In 1740 or soon after he was sent to assist Father Matthias Strobel in his mission to the northern Tehuelche people at Laguna de los Padres, 12 mi west of the present day city of Mar del Plata, the first permanent human settlement in the region. For about the next forty years he was a missionary and explorer in the region, gathering material that would become The Description of Patagonia.

Falkner returned to England, where, in 1771 or 1772, he joined the English province of the Society. He was appointed chaplain to Robert Berkeley of Spetchley. He then became chaplain to Mr. Berington of Winsley in Herefordshire, and afterwards to the Plowdens of Plowden Hall in Shropshire.

Falkner died at Plowden in January 1784 aged 76.
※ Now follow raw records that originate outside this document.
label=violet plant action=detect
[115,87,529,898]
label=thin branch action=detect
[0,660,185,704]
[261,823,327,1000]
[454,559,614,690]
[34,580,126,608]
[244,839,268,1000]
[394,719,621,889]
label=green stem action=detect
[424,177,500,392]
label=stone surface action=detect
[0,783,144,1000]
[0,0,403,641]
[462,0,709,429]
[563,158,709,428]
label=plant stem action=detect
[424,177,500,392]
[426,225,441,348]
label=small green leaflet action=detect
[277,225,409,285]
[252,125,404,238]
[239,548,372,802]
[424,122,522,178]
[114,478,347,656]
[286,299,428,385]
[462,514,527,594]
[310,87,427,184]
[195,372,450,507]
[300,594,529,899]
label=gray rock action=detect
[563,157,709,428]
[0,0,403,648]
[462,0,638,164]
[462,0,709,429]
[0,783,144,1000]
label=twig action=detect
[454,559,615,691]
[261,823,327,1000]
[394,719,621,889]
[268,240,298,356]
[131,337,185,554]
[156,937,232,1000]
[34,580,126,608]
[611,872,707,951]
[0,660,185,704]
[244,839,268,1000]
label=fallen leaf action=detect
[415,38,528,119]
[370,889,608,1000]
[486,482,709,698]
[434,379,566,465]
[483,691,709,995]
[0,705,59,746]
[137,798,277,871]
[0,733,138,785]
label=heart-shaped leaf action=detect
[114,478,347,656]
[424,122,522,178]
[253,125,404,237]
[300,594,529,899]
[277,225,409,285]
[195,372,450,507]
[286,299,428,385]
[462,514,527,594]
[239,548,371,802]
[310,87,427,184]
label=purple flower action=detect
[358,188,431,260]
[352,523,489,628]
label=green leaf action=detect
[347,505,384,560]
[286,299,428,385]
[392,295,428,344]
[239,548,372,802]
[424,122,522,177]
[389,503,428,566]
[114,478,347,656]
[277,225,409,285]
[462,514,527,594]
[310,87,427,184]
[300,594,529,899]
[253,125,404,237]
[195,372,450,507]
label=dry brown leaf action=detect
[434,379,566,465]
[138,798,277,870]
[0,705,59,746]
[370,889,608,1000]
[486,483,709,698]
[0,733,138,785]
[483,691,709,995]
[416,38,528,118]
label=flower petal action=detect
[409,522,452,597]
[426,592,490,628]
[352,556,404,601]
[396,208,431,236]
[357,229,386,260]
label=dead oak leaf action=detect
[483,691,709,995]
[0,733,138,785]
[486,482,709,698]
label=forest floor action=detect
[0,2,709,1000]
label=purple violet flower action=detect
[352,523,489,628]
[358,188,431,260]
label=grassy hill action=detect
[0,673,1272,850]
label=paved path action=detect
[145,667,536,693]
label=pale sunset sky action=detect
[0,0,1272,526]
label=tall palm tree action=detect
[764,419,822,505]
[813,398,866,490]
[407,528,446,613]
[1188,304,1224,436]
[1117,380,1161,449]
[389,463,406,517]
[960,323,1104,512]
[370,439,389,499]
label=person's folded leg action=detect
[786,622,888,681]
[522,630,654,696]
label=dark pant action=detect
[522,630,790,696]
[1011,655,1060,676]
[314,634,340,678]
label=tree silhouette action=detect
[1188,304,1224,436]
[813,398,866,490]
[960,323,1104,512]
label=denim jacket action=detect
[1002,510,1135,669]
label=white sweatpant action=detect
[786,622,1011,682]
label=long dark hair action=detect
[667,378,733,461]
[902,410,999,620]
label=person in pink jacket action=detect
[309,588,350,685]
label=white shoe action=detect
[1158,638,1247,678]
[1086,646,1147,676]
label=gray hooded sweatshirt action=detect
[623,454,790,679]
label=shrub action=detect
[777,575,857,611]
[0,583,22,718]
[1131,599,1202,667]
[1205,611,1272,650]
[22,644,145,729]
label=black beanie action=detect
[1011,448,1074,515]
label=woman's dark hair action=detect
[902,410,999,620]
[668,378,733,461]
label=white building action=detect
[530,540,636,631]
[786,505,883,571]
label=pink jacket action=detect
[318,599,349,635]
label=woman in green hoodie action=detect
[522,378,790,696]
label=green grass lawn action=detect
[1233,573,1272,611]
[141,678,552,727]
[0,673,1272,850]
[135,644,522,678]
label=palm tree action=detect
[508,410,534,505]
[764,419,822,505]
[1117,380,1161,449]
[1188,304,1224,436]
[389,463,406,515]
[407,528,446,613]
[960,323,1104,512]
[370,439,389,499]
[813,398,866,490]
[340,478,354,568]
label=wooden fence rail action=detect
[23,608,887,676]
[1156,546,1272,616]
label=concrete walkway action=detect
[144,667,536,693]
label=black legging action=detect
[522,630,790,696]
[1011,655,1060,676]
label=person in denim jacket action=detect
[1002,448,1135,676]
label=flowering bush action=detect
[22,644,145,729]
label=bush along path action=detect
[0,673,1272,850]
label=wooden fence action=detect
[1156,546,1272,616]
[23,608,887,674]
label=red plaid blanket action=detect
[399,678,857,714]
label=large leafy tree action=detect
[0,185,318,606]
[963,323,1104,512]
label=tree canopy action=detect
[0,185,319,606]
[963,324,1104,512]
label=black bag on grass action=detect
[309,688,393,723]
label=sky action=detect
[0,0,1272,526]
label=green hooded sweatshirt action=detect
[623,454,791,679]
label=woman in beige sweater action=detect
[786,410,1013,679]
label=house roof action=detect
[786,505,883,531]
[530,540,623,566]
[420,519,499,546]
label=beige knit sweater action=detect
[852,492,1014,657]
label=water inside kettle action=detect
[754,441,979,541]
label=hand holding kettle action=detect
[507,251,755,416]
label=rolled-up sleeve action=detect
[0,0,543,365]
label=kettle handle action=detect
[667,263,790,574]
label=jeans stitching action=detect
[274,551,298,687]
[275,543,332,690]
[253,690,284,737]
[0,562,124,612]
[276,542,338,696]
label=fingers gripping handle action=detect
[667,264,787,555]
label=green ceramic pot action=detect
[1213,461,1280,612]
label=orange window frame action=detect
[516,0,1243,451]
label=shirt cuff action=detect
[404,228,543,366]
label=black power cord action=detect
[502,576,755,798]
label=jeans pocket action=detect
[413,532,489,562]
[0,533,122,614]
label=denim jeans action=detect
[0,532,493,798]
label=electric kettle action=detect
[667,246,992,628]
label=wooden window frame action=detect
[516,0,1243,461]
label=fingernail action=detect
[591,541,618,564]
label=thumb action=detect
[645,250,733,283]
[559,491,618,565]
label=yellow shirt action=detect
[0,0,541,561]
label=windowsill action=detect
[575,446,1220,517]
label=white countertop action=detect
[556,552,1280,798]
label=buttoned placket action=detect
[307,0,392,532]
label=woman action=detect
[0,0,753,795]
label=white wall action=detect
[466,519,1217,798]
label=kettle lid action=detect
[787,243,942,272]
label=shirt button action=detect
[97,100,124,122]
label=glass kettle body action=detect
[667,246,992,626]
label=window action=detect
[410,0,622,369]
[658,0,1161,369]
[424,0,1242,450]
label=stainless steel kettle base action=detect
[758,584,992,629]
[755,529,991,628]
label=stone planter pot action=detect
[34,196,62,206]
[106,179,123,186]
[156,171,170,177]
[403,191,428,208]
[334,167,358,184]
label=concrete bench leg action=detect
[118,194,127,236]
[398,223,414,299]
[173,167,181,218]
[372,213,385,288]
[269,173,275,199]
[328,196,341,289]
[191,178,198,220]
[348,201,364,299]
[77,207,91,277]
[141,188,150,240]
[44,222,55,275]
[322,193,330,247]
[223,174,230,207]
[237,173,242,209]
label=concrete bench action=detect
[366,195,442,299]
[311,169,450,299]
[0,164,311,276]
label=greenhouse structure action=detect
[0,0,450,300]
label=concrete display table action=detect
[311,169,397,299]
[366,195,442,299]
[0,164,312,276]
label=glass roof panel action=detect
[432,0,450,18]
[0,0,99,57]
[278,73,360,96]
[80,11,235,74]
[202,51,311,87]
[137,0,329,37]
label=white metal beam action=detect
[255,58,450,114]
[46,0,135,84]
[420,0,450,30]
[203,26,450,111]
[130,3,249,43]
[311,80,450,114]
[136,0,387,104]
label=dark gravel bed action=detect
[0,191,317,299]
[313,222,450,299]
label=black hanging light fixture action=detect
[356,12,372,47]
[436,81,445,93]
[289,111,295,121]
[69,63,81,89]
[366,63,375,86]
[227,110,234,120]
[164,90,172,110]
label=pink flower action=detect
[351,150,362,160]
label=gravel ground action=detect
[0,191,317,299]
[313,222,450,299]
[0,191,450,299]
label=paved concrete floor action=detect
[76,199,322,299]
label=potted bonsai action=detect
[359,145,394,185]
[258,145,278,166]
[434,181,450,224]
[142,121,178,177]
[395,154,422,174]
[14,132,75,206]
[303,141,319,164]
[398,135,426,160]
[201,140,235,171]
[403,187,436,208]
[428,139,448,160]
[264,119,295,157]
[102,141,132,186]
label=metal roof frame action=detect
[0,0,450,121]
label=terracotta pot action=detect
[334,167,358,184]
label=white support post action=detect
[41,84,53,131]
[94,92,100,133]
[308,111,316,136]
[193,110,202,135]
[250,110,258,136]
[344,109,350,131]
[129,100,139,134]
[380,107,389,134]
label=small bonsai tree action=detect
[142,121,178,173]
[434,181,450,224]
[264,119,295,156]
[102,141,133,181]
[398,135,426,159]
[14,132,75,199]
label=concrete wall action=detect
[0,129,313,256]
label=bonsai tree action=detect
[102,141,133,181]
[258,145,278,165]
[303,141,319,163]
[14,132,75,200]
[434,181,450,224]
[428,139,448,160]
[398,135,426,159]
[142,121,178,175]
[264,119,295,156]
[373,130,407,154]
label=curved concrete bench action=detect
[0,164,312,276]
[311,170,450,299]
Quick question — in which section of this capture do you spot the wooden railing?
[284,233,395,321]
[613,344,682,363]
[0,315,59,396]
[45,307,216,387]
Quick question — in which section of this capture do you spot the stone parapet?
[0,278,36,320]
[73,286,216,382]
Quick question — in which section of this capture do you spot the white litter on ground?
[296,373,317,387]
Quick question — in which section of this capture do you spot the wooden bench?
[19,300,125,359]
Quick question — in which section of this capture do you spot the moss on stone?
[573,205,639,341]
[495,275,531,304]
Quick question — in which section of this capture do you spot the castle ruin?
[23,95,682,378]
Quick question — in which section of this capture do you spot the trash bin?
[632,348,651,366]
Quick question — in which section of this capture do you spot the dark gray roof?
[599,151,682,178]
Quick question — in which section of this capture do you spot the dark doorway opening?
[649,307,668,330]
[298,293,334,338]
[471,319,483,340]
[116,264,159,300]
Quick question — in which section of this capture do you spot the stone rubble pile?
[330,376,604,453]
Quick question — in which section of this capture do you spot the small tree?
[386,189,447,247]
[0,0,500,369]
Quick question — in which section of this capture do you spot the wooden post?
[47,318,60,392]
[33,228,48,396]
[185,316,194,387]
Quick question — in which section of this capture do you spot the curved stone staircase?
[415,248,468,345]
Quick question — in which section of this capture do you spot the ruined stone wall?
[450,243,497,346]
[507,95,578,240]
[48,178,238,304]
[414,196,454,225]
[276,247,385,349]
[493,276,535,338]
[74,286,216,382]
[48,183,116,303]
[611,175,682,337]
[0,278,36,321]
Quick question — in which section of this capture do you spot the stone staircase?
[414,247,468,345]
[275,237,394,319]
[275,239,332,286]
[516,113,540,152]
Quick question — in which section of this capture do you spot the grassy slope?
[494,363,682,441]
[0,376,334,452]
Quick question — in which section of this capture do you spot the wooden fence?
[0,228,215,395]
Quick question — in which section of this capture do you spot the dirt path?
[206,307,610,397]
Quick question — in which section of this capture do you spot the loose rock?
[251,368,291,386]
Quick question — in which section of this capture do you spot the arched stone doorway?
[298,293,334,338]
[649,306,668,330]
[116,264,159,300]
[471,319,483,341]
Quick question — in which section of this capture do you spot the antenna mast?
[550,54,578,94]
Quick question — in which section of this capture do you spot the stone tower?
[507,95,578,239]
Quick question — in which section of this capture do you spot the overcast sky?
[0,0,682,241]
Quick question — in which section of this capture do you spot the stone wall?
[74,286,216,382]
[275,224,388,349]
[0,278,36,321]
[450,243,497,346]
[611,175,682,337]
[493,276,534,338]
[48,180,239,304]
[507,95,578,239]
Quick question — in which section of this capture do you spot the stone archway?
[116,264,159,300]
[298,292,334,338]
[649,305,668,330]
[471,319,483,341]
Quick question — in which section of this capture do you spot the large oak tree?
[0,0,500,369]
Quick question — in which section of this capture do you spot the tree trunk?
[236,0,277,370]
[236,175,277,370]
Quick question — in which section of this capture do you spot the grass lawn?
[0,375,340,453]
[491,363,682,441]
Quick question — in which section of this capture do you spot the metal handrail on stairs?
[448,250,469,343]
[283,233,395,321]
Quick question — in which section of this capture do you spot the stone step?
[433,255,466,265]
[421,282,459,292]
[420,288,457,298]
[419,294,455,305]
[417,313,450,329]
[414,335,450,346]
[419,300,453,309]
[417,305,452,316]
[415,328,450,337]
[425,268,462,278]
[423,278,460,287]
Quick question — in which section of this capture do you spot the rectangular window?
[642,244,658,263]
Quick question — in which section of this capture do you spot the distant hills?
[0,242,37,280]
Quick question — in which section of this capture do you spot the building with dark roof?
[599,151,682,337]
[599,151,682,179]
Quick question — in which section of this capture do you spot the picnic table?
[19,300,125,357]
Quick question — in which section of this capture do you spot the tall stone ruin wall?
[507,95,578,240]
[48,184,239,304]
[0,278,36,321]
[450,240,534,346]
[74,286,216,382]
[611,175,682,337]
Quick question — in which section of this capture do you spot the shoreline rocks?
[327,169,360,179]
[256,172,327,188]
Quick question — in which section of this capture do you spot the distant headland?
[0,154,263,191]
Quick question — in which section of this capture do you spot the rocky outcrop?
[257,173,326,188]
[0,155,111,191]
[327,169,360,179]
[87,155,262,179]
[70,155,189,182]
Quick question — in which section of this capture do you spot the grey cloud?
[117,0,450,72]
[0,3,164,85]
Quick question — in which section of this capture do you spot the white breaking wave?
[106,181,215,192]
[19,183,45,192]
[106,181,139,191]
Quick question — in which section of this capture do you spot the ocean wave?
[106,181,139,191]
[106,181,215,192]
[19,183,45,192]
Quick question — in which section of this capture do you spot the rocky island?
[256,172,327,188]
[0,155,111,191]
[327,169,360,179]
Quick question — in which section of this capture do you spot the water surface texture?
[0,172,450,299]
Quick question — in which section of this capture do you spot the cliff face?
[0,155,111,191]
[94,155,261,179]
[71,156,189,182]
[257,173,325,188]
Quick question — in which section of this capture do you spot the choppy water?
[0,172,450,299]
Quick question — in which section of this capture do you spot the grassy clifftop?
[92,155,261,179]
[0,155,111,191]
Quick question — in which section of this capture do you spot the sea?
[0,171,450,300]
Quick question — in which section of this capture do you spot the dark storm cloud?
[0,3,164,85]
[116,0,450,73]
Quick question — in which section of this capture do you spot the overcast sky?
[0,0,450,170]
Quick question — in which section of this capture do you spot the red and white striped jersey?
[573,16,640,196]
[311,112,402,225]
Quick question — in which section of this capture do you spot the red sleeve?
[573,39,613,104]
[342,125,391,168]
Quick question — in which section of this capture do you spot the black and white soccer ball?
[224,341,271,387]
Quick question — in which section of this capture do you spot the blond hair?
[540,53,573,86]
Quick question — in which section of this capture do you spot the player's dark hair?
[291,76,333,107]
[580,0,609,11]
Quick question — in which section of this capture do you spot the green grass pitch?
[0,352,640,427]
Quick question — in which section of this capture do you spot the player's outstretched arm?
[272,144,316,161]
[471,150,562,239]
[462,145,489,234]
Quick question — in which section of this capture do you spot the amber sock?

==Scientific discoveries==
He is credited with recording the first fossil in present-day Argentina: In 1760 Falkner discovered the skeleton of a big armadillo on the banks of Carcarañá River, near the village of Santa Fe; many years later the fossil was identified as originating from a glyptodon. Darwin mentions this fossil and "old Falkner" in his Beagle voyage, after he also discovered fossils in Patagonia.

==Works==
He wrote an account of his Patagonian experiences, which was published at Hereford in 1774 under the title A Description of Patagonia and the adjoining parts of South America, with a grammar and a short vocabulary, and some particulars relating to Falkland's Islands. The book as published was not his original work, but a compilation by William Combe, who used Falkner's papers. The book was translated into German, French, and Spanish. Another account of the Patagonians due to Father Falkner is found in the works of Thomas Pennant, who described his essay as "formed from the relation of Fr. Falkner, a Jesuit, who had resided among them thirty-eight years".

Title page, A Description of Patagonia

After his death, the Spanish Jesuits who had known him in South America were anxious to obtain his unpublished works. They included treatises on the botanical and mineral products of America, and American distempers as cured by American drugs. It is stated by Fr. Caballero, S.J., that he had also edited Volumina duo de anatomia corporis humani.

Lake Falkner in Argentina is named after him, as well as a street in the city of Mar del Plata.